The super rich people, the billionaires, they aren’t going to do it. Most of them want to keep every red cent they can get their hands on, and even the ones who do give away a lot of money have their own “pet” causes they support. If a hungry man wrote them a letter asking for money for groceries, chances are they’d never see it. Some aide, or assistant would waylay it.

Most Churches ain’t going to do it. Got a letter today saying as to how a church needed a LARGE amount of money to renovate the building. It was an amount that’s big enough to buy many a homeless person a meal, or an old person their medicine. I’ll send these folks some money though.

Most of this stuff doesn’t give people hope. Seeing that another person cares about you as a human being is what will do it. Treating the least of your fellow humans as equals will do it. Ask them to do the same when they are able, and most will.

I’ve got to believe that the coming generation of humans are going to be able to find a way to live together in peace. One day in the not too distant future they will figure out that killing each other for the petty, insignificant things we are doing it for now is not productive. They are going to wonder why their forefathers ever argued over if they should care for the old and sick, or whether or not to feed and house needy people. It’s a no brainer really. The coming generation is going to be a lot smarter than we are now.

That’s my hope, and if you are at all human, it should be your hope too.

Ode to Armstrong’s Barbecue-2017

I read where Armstrong’s Barbecue restaurant had closed, and was sad.

As a young man returning to Trion in 1974, and trying to make ends meet on a very tight budget, Armstrong’s was one of the few places that Paula and I, and our little family, could afford to occasionally visit. They served a great meal for a very reasonable price.

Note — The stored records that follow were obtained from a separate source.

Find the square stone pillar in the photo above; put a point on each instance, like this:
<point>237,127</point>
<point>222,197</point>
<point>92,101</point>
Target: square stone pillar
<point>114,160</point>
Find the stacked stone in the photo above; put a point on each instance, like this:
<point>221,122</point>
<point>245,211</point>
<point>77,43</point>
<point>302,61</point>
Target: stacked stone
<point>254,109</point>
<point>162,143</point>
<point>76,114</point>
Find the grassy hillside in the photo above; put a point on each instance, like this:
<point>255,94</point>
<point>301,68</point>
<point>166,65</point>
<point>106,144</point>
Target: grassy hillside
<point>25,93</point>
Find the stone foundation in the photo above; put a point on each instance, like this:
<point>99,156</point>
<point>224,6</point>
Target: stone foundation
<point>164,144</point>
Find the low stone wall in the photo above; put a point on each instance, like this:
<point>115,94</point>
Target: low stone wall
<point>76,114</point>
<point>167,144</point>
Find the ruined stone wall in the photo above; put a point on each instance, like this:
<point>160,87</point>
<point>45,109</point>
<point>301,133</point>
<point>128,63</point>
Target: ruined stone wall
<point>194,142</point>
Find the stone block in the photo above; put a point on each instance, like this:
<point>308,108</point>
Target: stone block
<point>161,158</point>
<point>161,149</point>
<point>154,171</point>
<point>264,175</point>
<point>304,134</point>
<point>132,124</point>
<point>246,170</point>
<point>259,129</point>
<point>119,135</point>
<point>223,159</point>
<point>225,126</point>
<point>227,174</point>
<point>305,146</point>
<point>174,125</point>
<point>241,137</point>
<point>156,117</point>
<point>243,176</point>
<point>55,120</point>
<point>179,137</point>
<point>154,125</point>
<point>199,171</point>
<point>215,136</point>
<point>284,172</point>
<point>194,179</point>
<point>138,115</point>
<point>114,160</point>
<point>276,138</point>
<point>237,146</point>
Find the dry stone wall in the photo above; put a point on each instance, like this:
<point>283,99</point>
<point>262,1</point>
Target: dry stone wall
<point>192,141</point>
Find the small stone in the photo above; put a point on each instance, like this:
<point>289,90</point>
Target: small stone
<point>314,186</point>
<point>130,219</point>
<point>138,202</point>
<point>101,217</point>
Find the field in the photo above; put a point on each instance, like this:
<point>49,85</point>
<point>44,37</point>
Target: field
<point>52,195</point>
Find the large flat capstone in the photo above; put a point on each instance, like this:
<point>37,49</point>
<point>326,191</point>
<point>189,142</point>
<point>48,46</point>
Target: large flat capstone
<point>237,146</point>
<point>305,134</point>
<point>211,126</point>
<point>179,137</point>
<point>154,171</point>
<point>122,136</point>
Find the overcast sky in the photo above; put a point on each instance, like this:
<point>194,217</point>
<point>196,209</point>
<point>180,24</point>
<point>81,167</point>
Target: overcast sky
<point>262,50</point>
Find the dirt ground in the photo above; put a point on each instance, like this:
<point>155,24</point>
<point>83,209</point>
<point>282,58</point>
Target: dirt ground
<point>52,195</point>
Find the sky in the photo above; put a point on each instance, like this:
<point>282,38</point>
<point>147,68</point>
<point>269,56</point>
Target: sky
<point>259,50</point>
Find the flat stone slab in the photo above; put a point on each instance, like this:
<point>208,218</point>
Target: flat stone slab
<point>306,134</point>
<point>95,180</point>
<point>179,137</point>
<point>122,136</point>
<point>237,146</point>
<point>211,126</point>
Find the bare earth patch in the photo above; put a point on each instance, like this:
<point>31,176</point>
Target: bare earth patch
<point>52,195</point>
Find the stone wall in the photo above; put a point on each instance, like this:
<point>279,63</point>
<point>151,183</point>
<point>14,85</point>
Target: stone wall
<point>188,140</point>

As our family grew, on through the eighties and into the nineties, we continued to go regularly, once a week and either eat in, or get take out…depending on how things were shaping up. I stood at that outside “take out” window for many a night, and with ten or twelve dollars I could feed my family. I remember Mr. J.D., but mostly Johnny and Linda running the place. They put long hours and a lot of sweat and blood into that business.

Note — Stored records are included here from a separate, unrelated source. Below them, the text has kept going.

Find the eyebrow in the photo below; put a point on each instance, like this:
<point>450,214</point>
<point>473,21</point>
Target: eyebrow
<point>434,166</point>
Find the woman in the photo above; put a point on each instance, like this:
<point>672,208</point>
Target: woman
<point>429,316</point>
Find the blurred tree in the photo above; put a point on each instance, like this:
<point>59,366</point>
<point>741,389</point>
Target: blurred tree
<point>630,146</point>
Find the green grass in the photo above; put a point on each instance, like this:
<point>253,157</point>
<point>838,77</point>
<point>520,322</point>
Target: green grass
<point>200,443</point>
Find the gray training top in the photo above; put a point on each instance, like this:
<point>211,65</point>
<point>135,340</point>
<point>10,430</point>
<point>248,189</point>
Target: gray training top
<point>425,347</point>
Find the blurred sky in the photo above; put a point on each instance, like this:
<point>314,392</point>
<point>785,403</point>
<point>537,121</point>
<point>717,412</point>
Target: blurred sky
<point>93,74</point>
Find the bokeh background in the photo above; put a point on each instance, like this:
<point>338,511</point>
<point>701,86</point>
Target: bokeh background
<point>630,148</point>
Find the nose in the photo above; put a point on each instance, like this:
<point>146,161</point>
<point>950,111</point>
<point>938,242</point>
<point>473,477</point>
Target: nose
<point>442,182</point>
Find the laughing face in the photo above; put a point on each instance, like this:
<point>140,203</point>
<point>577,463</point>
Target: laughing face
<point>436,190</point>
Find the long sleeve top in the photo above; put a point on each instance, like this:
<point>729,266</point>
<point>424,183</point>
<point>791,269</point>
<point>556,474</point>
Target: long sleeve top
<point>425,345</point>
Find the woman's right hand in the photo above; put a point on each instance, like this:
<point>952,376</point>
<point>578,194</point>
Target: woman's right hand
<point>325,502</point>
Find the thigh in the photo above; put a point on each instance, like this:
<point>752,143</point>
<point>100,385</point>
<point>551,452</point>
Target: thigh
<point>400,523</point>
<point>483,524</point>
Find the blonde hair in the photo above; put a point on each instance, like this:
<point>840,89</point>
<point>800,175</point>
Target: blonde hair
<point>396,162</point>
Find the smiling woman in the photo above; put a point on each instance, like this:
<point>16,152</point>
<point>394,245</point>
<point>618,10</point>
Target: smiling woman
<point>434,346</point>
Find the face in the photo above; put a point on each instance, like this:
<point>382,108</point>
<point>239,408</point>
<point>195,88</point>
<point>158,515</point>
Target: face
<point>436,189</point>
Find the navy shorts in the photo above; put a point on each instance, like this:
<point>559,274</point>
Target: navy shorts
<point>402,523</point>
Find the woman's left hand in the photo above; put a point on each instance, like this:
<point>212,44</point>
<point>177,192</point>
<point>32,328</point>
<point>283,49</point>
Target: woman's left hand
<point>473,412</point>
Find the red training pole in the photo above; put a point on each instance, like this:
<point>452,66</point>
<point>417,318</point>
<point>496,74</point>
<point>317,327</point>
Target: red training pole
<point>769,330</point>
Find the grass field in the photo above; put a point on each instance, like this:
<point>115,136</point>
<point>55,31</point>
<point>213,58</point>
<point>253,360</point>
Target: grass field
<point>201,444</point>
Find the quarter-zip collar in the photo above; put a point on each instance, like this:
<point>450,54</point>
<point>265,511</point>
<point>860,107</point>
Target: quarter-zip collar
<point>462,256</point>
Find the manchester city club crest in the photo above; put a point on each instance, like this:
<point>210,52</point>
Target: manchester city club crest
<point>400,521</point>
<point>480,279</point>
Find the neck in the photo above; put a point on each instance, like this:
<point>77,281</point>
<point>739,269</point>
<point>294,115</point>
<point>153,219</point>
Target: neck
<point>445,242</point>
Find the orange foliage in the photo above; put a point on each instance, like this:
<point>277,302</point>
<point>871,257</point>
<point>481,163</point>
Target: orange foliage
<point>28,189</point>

I never got tired of that wonderful Barbecue sauce…never.

As the nineties came to an end, and our family grew up and became different family units, we kind of just quit going to Armstrong’s, except very occasionally. Their food was still good, but we seemed to always be going in different directions, finding it hard to all come together at one time in one place for a meal.

I think the last time I ate there was sometime around 2003 or so, and I think it was me and Dad and Ted. I can’t remember for sure, but I have this mental image of us sitting back in their “new” room together. I could be wrong.

Wish I’d had a way to take some photos back in those old days there. Things come and go…and even good things slip away with time. I guess that goes for people, memories and Barbecue restaurants too.